Uma vida nova em Cuba
Desde os seus 19 anos, Renata tinha como objetivo entrar na Escuela Internacional de Cine y Televisión, em Cuba, considerada a melhor escola de cinema do mundo. Planejou sua ida até seus 22 anos. Passou na prova, e, em maio de 2021, com um financiamento coletivo, foi para Cuba, onde ficou por um ano, cursando Novas Mídias (ainda falta um tempo de formação, e ela pretende voltar ao país no ano que vem).

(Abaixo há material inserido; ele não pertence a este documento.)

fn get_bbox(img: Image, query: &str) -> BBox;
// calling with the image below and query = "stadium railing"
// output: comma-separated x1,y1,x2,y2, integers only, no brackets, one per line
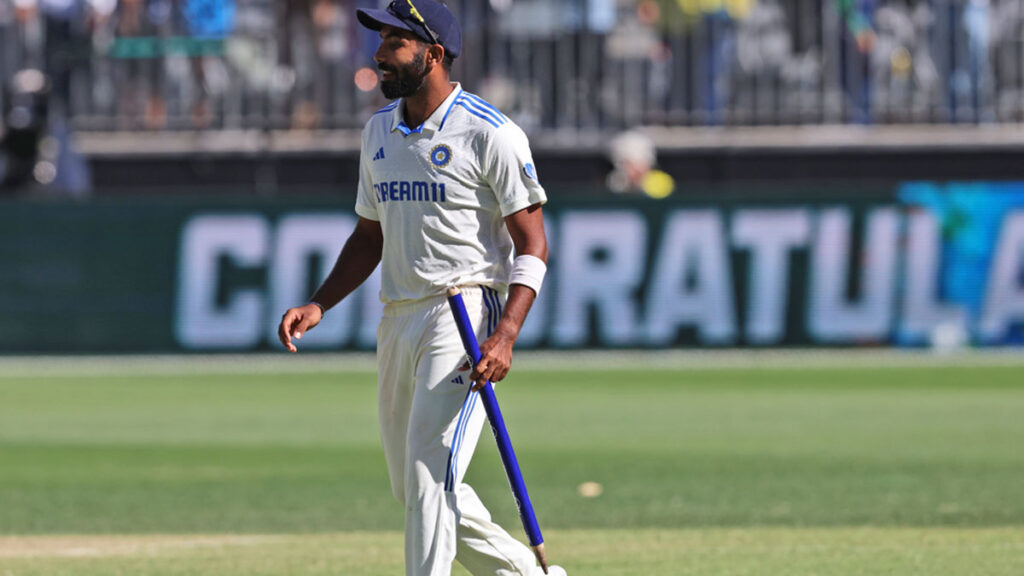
1,0,1022,141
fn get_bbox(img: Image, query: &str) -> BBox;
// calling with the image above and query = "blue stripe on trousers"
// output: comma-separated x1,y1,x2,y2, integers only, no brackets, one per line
445,287,501,492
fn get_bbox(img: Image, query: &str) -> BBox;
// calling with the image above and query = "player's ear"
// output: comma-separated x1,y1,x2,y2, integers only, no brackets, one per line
427,44,446,68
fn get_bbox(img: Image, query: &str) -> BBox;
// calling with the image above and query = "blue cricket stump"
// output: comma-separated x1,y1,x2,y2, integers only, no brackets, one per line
445,287,548,574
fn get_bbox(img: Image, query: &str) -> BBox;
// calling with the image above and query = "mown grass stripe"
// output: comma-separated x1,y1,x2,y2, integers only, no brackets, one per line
4,349,1024,379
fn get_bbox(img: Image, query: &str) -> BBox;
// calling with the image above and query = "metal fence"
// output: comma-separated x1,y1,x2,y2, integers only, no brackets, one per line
2,0,1023,135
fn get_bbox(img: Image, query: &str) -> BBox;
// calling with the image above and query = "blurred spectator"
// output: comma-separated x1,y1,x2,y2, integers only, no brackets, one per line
311,0,351,127
871,0,939,121
837,0,876,54
606,129,675,199
961,0,991,122
81,0,117,121
702,7,736,125
731,0,820,123
276,0,317,129
114,0,168,129
36,0,91,117
990,0,1023,121
734,0,791,122
182,0,236,128
11,0,45,73
836,0,876,122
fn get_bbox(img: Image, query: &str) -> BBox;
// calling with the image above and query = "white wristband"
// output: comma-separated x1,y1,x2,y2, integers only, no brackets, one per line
509,254,547,295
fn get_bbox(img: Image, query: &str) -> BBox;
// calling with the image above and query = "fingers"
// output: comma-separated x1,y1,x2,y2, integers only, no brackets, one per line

Por trás da EICTV ronda uma áurea mística. Tem a ver com sua idealização, do seu lugar de construção, e também da forte influência no realismo fantástico, fonte da qual bebiam seus fundadores: Gabriel García Márquez, Fernando Birri, Julio García Espinosa e Sergio Muniz. Tudo isso sempre atraiu Renata que, lá, viu que a escola se tratava mesmo do que comentavam: “É um treinamento de guerrilha. Tudo é coletivo. É um cinema poético e político. A gente tinha poucos equipamentos, mas dava para ver que não se precisa de muito para fazer filme. Todo mundo ajuda. Os professores são exigentes e só elogiam quando fica realmente bom”. Foi nesse processo que nasceu “Patuá”, seu último filme, que tem rodado o Brasil com os festivais de cinema. Um filme que fala sobre afetos, sobre religião, sobre ela em Cuba.
A Renata de hoje e amanhã
No próximo ano, o que não faltam são projetos a serem lançados por Renata. Além da história em quadrinhos e do filme, ela ainda quer lançar um livro de poesias. Recentemente, ela teve uma ilustração sua na edição da revista Marie Claire, em uma matéria sobre pobreza e falta de acesso aos cuidados da saúde mental de mulheres negras. Foi uma oportunidade de ver seu trabalho estampado em uma mídia que ela tanto consumiu quando criança, quando as imagens já ressaltavam aos seus olhos. Renata acredita ainda que muito disso existe pelo fato de morar em Juiz de Fora. “Eu sou quem sou por causa de Juiz de Fora, porque é uma cidade que é um caminho, esse fluxo, que recebe pessoas do Brasil todo.” A cidade é também esse entrelugar que Renata ocupa, sob influência de tantas coisas. Agora, podendo viver da arte, ela vive o futuro.